N'entendez pas par là qu'il ait convaincu plus de la moitié des majeurs, ce n'est plus ainsi que fonctionne la démocratie au début du siècle dont je parle : quatre-vingt-dix pour cents des majeurs sont alors considérés comme inactifs, puisque la population est lestée de plusieurs dizaines de millions de vieillards, qui s'accumulent depuis cent ans bientôt. Les plus vieux approchent le tricentenaire. Ils sont conservés dans d'immenses complexes de sous-aménagements, creusés à même les villes, où ils sont maintenus en stase dans des petits bocaux. Pour gagner le droit de rester vivants un an de plus, ils doivent faire usage de leur droit de vote en faveur de ce que le transistor leur propose, à savoir le candidat étatique métalibéraliste classique.

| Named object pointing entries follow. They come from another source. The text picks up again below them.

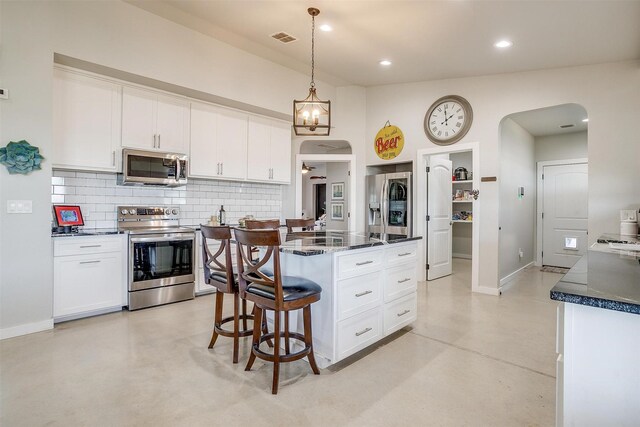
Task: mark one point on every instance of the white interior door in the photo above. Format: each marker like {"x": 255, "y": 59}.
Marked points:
{"x": 439, "y": 212}
{"x": 564, "y": 218}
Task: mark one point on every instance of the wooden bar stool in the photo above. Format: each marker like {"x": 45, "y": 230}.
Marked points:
{"x": 305, "y": 224}
{"x": 278, "y": 293}
{"x": 255, "y": 224}
{"x": 218, "y": 272}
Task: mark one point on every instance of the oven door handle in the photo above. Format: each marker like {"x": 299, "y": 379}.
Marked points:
{"x": 161, "y": 238}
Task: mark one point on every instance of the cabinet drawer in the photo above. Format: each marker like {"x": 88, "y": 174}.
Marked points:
{"x": 400, "y": 313}
{"x": 358, "y": 332}
{"x": 399, "y": 281}
{"x": 358, "y": 294}
{"x": 359, "y": 263}
{"x": 64, "y": 246}
{"x": 402, "y": 253}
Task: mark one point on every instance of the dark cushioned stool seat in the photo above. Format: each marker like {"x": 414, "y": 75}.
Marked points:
{"x": 293, "y": 288}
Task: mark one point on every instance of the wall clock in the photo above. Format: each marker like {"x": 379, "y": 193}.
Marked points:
{"x": 448, "y": 120}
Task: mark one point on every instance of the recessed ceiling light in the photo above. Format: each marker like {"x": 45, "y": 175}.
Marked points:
{"x": 503, "y": 44}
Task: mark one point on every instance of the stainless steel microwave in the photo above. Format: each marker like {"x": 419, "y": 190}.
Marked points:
{"x": 141, "y": 167}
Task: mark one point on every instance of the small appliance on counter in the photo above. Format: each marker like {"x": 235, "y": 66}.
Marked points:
{"x": 628, "y": 222}
{"x": 461, "y": 174}
{"x": 67, "y": 218}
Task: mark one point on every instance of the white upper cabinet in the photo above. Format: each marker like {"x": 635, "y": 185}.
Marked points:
{"x": 218, "y": 142}
{"x": 281, "y": 152}
{"x": 86, "y": 122}
{"x": 154, "y": 121}
{"x": 269, "y": 154}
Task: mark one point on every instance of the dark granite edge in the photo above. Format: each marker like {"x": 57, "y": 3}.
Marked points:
{"x": 90, "y": 232}
{"x": 595, "y": 302}
{"x": 403, "y": 239}
{"x": 311, "y": 252}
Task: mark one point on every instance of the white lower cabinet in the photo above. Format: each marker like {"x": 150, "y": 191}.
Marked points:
{"x": 358, "y": 332}
{"x": 89, "y": 276}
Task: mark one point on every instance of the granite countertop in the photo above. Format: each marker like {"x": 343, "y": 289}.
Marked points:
{"x": 308, "y": 243}
{"x": 609, "y": 280}
{"x": 89, "y": 232}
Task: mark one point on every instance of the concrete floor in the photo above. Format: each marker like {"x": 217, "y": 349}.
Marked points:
{"x": 469, "y": 359}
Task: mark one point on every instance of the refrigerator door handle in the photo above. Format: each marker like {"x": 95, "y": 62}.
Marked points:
{"x": 383, "y": 206}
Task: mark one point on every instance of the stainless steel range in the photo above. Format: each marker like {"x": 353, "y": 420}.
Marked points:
{"x": 161, "y": 255}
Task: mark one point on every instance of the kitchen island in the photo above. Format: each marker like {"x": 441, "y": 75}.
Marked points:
{"x": 369, "y": 287}
{"x": 598, "y": 340}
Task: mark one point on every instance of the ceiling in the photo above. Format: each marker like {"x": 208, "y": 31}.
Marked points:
{"x": 426, "y": 40}
{"x": 548, "y": 121}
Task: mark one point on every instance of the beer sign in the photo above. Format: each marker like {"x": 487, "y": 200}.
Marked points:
{"x": 389, "y": 142}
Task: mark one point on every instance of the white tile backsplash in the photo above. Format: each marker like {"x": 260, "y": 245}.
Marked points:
{"x": 98, "y": 195}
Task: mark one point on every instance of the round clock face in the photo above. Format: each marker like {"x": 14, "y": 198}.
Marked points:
{"x": 448, "y": 120}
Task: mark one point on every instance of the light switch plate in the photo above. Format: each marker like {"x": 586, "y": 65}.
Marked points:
{"x": 19, "y": 206}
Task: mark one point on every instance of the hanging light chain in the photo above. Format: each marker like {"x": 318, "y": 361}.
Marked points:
{"x": 313, "y": 31}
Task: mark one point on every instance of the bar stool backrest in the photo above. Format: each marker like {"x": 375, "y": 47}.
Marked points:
{"x": 305, "y": 224}
{"x": 254, "y": 224}
{"x": 249, "y": 267}
{"x": 218, "y": 264}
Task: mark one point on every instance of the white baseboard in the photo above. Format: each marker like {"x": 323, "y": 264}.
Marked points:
{"x": 487, "y": 291}
{"x": 28, "y": 328}
{"x": 506, "y": 279}
{"x": 465, "y": 256}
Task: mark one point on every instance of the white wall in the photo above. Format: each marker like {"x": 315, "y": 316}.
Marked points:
{"x": 517, "y": 216}
{"x": 338, "y": 172}
{"x": 610, "y": 93}
{"x": 561, "y": 147}
{"x": 126, "y": 38}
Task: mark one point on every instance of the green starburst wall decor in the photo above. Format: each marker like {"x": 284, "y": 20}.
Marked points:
{"x": 20, "y": 157}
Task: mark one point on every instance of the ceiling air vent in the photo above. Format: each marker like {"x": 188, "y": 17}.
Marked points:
{"x": 284, "y": 37}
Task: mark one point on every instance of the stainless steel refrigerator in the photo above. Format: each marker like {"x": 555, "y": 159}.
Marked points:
{"x": 389, "y": 204}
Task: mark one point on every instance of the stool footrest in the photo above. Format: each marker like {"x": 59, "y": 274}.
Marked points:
{"x": 229, "y": 333}
{"x": 283, "y": 357}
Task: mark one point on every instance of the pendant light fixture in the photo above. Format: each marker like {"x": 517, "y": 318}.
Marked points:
{"x": 311, "y": 116}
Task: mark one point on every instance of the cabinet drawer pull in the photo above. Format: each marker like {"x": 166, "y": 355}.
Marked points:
{"x": 363, "y": 294}
{"x": 364, "y": 331}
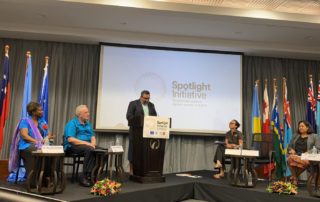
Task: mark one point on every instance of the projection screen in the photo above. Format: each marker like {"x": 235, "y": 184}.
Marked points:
{"x": 199, "y": 90}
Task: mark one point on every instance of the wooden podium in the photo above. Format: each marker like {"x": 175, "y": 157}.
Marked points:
{"x": 148, "y": 154}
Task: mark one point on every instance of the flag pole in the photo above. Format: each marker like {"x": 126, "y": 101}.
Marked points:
{"x": 284, "y": 84}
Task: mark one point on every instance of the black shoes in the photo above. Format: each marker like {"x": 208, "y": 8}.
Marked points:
{"x": 85, "y": 182}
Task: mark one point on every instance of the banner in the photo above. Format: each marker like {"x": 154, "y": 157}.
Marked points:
{"x": 156, "y": 127}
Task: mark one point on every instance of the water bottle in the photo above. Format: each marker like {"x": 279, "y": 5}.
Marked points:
{"x": 314, "y": 150}
{"x": 118, "y": 141}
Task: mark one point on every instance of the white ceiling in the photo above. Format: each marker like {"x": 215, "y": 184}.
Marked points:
{"x": 278, "y": 28}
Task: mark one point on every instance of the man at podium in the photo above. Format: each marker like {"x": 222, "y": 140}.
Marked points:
{"x": 139, "y": 107}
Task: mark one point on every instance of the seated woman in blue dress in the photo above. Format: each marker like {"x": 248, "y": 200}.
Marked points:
{"x": 234, "y": 139}
{"x": 32, "y": 132}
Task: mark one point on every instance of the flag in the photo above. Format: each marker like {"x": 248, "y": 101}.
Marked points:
{"x": 27, "y": 86}
{"x": 287, "y": 124}
{"x": 311, "y": 106}
{"x": 277, "y": 138}
{"x": 43, "y": 97}
{"x": 318, "y": 109}
{"x": 266, "y": 113}
{"x": 4, "y": 95}
{"x": 256, "y": 118}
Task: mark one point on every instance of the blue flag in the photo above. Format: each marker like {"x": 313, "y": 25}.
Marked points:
{"x": 255, "y": 116}
{"x": 311, "y": 107}
{"x": 4, "y": 95}
{"x": 278, "y": 141}
{"x": 27, "y": 86}
{"x": 43, "y": 97}
{"x": 318, "y": 109}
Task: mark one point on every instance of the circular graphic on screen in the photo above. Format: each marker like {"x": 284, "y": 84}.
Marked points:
{"x": 152, "y": 82}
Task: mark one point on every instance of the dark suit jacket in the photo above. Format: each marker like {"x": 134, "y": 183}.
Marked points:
{"x": 135, "y": 109}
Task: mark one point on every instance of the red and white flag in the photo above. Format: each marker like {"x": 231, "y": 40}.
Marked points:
{"x": 266, "y": 111}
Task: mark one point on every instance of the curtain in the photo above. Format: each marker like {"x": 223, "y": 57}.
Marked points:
{"x": 297, "y": 74}
{"x": 73, "y": 80}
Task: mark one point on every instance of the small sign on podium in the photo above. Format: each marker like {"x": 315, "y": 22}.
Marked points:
{"x": 156, "y": 127}
{"x": 52, "y": 149}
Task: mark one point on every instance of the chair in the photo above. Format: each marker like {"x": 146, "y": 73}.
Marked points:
{"x": 264, "y": 144}
{"x": 77, "y": 159}
{"x": 19, "y": 166}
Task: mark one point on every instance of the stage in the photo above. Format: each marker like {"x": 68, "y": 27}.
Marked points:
{"x": 174, "y": 189}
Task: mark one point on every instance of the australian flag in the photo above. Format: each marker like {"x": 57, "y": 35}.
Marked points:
{"x": 4, "y": 95}
{"x": 311, "y": 107}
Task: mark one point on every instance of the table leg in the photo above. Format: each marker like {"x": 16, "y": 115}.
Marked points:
{"x": 42, "y": 159}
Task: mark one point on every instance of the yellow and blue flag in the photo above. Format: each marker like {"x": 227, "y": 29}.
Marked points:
{"x": 277, "y": 138}
{"x": 44, "y": 94}
{"x": 287, "y": 124}
{"x": 256, "y": 118}
{"x": 4, "y": 95}
{"x": 318, "y": 110}
{"x": 311, "y": 106}
{"x": 27, "y": 86}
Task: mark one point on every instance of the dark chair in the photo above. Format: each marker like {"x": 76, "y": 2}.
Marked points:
{"x": 77, "y": 159}
{"x": 264, "y": 144}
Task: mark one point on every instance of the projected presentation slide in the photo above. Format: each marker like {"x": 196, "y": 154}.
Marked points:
{"x": 200, "y": 91}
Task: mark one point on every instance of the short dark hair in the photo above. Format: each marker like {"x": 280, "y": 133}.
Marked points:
{"x": 308, "y": 125}
{"x": 237, "y": 123}
{"x": 32, "y": 107}
{"x": 144, "y": 92}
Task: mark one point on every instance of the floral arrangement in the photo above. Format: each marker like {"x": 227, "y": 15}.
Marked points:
{"x": 282, "y": 188}
{"x": 106, "y": 187}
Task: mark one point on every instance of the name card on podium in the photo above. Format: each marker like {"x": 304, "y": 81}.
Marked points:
{"x": 116, "y": 148}
{"x": 156, "y": 127}
{"x": 242, "y": 152}
{"x": 310, "y": 157}
{"x": 52, "y": 149}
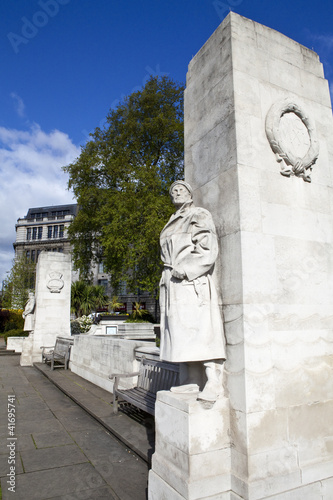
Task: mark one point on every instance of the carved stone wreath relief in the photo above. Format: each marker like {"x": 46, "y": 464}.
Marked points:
{"x": 55, "y": 283}
{"x": 292, "y": 137}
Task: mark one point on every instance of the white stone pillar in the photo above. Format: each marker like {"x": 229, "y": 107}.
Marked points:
{"x": 52, "y": 309}
{"x": 246, "y": 88}
{"x": 192, "y": 454}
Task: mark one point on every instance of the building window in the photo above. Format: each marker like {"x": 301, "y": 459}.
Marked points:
{"x": 104, "y": 284}
{"x": 121, "y": 289}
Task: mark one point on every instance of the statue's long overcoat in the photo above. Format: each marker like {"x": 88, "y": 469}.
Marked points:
{"x": 191, "y": 325}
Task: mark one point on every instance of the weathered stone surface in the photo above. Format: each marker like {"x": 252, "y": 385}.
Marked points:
{"x": 275, "y": 270}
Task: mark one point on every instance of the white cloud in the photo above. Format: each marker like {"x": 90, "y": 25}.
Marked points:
{"x": 30, "y": 176}
{"x": 19, "y": 104}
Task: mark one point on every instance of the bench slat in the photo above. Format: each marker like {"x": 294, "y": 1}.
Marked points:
{"x": 153, "y": 377}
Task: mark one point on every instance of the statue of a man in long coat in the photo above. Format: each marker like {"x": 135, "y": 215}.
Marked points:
{"x": 191, "y": 324}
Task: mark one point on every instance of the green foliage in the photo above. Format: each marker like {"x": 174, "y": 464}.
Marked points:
{"x": 4, "y": 318}
{"x": 20, "y": 281}
{"x": 87, "y": 298}
{"x": 11, "y": 319}
{"x": 121, "y": 181}
{"x": 81, "y": 325}
{"x": 15, "y": 333}
{"x": 114, "y": 304}
{"x": 140, "y": 315}
{"x": 75, "y": 327}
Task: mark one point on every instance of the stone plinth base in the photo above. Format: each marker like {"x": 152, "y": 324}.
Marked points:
{"x": 27, "y": 347}
{"x": 192, "y": 457}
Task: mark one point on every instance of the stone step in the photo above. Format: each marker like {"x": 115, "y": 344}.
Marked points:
{"x": 9, "y": 352}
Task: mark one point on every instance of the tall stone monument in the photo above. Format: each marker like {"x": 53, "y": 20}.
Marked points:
{"x": 52, "y": 308}
{"x": 259, "y": 157}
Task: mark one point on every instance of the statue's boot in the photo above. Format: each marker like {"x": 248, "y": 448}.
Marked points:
{"x": 213, "y": 388}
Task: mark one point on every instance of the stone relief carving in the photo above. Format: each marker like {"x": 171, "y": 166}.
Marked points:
{"x": 292, "y": 136}
{"x": 28, "y": 313}
{"x": 55, "y": 283}
{"x": 191, "y": 323}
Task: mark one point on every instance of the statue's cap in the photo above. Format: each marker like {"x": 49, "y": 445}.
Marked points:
{"x": 183, "y": 183}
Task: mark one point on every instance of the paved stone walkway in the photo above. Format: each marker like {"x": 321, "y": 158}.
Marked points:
{"x": 61, "y": 452}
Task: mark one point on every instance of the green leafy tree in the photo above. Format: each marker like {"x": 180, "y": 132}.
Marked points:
{"x": 20, "y": 280}
{"x": 86, "y": 298}
{"x": 121, "y": 181}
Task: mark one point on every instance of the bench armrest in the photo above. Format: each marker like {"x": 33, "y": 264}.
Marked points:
{"x": 125, "y": 375}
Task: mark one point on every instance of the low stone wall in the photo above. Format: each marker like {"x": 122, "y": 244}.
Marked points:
{"x": 95, "y": 358}
{"x": 15, "y": 343}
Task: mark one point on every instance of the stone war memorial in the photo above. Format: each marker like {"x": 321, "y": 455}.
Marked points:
{"x": 259, "y": 159}
{"x": 47, "y": 314}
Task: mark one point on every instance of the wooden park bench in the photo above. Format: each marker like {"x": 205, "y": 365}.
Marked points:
{"x": 58, "y": 356}
{"x": 153, "y": 376}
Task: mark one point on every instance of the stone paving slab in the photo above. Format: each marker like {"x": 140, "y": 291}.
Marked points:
{"x": 61, "y": 451}
{"x": 136, "y": 429}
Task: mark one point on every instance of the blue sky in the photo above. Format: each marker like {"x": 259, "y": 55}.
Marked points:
{"x": 66, "y": 62}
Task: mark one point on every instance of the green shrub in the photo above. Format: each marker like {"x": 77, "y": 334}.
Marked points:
{"x": 15, "y": 333}
{"x": 75, "y": 328}
{"x": 11, "y": 319}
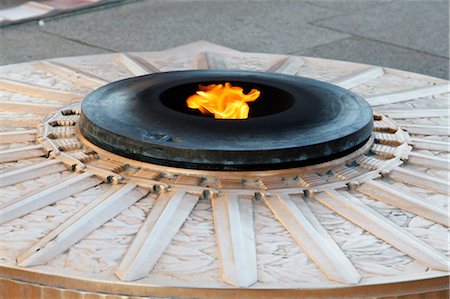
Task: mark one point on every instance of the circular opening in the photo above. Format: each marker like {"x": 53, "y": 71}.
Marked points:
{"x": 271, "y": 101}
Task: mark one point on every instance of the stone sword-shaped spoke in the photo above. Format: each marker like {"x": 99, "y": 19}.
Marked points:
{"x": 432, "y": 145}
{"x": 9, "y": 137}
{"x": 430, "y": 130}
{"x": 234, "y": 226}
{"x": 386, "y": 193}
{"x": 406, "y": 95}
{"x": 35, "y": 170}
{"x": 21, "y": 153}
{"x": 82, "y": 223}
{"x": 309, "y": 234}
{"x": 164, "y": 221}
{"x": 414, "y": 113}
{"x": 61, "y": 189}
{"x": 420, "y": 180}
{"x": 428, "y": 161}
{"x": 349, "y": 207}
{"x": 359, "y": 77}
{"x": 20, "y": 122}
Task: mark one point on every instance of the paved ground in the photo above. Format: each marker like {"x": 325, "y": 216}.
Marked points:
{"x": 404, "y": 34}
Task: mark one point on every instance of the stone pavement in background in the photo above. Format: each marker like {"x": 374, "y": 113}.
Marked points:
{"x": 404, "y": 34}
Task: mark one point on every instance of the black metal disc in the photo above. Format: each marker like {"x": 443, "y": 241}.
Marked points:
{"x": 296, "y": 122}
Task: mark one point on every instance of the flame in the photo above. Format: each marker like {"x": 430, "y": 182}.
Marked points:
{"x": 226, "y": 102}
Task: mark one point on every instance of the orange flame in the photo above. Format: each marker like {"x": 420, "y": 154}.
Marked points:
{"x": 227, "y": 102}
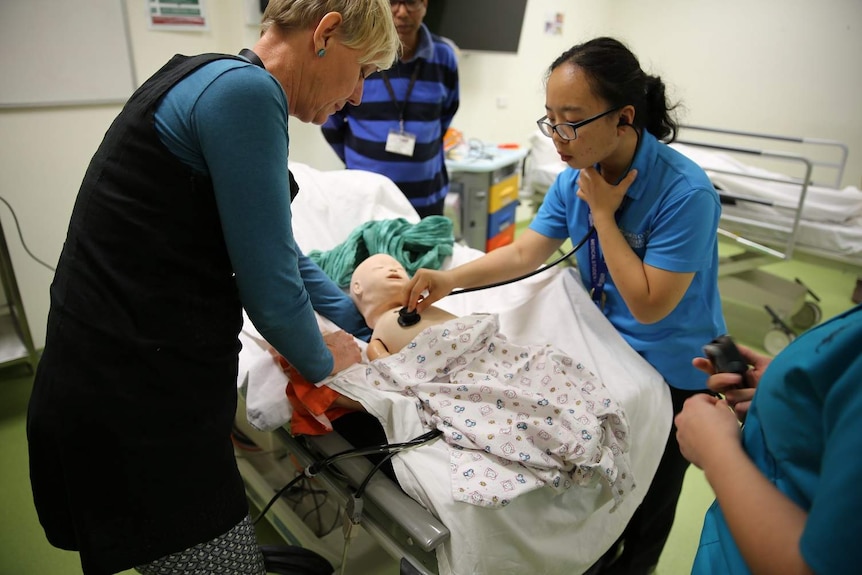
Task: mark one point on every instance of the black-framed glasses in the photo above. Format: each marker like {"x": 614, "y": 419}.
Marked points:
{"x": 410, "y": 5}
{"x": 568, "y": 130}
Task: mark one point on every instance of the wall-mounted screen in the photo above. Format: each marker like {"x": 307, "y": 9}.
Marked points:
{"x": 489, "y": 25}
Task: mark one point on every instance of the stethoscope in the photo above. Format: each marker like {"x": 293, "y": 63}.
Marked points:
{"x": 407, "y": 318}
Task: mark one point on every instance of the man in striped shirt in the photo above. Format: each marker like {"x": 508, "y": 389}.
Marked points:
{"x": 398, "y": 129}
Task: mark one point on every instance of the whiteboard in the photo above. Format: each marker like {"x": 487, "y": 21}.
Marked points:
{"x": 64, "y": 52}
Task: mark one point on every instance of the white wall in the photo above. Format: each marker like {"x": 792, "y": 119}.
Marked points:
{"x": 781, "y": 66}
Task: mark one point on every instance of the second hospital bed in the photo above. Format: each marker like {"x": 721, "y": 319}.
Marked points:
{"x": 780, "y": 196}
{"x": 416, "y": 520}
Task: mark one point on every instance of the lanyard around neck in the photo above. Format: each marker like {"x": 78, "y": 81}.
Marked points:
{"x": 252, "y": 57}
{"x": 399, "y": 106}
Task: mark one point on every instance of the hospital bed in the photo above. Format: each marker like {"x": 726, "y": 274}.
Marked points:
{"x": 416, "y": 521}
{"x": 780, "y": 196}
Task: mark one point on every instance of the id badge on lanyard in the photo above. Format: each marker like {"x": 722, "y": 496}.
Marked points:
{"x": 400, "y": 141}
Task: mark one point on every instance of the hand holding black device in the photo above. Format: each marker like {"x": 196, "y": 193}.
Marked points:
{"x": 725, "y": 357}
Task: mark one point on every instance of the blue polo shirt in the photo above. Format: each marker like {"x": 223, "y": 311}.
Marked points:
{"x": 804, "y": 433}
{"x": 670, "y": 221}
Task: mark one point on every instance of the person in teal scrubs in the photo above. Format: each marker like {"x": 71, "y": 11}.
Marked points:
{"x": 786, "y": 486}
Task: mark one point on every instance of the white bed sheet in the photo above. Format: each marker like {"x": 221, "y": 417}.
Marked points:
{"x": 541, "y": 531}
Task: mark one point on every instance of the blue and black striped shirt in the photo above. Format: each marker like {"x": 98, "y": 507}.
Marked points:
{"x": 358, "y": 133}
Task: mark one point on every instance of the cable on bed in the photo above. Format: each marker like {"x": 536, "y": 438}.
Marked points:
{"x": 388, "y": 449}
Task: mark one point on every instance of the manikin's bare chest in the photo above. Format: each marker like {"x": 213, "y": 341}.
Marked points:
{"x": 394, "y": 336}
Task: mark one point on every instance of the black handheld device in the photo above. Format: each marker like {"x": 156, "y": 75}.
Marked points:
{"x": 725, "y": 356}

Ce n'est pas exactement une règle, mais peu y dérogent, parce qu'il n'est pas dans leur intérêt d'élire un candidat du camp sensiste qui voulût mettre un terme à leur pitoyable délire d'immortalité. Enfin, ils veulent vivre ; ou plutôt ils refusent de mourir ; rien de plus normal que d'accéder à leur requête ; et faire ainsi, c'est satisfaire déjà la plupart de la population.

Or, au moment où les élections en question eurent lieu, les rivalités internes dans le parti en place, le Bonheur Intégral pour Tous, même les Étrangers, si si, étaient telles qu'il ploya sans peine face au dynamisme de d'Éon, qui passa au premier tour avec soixante-dix-neuf pour cent des voix. Les inactifs étant comblés, sûrs de n'être pas débranchés après avoir prouvé une fois de plus leur fidélité aveugle, restait à tenir la promesse du bien-être pour les actifs, surtout ceux de la capitale, qui risquaient de se remettre en grève. Ils manifesteraient dans les Zones de Contestation Aménagée, de grands blocs de béton gris au loin des quartiers d'industrie et de services, et ce serait embêtant, un peu.

Quoi qu'on en dise cependant, il est assez difficile de déployer des milliards pour améliorer la vie de tout un chacun : ce sont des sous dépensés pour rien, c'est-à-dire pour ne rien gagner en retour ; et le bien-être restait un objectif assez peu lucratif, surtout chez les nécessiteux, assez ingrats envers leurs bienfaiteurs.

Charles d'Éon, en bon président, choisit donc d'y aller par étapes : le réaménagement viabilisateur des banlieues et des strates souterraines fut reporté au prochain mandat ; il fallait commencer petit, dans un secteur déjà parfaitement sous contrôle, qu'on puisse facilement tourner en vitrine, de quoi faire saliver les masses, et prôner que les promesses de campagne avaient bel et bien été réalisées. Le patron annonça ses premières grandes réformes bien-étantes. Il partit en tournée triomphale pour annoncer la bonne nouvelle aux principales intéressées : les prisons. Jamais les prisonniers nationaux ne furent si bien traités, ils connurent toutes les cajoleries dont l'Etat est capable. Fini les cellules insalubres où bondent les corps étiques : bonjour l'espace, le lustre et la bonne chère !

Bientôt, chacun assassinait son voisin pour rejoindre ce paradis cloisonné, et l'on se préparait lentement à déménager la moitié du pays en prison, et l'autre au cimetière. Face au scandale, et aux possibles répercussions financières, d'Éon ferma l'accès aux prisons. Cependant, il ne pouvait pas revenir sur l'unique réforme qu'il ait jamais menée à bien, il risquerait d'anéantir le seul exemple de sa bonne volonté. Les prisons resteraient des instituts exemplaires. Mais pour capter le gros du flux criminel, il fallait entreprendre une refonte profonde du système pénal qui menât à une punition discrète et locauste. Après avoir longuement hésité à rétablir la peine de mort, le président opta pour le servage, plus moderne.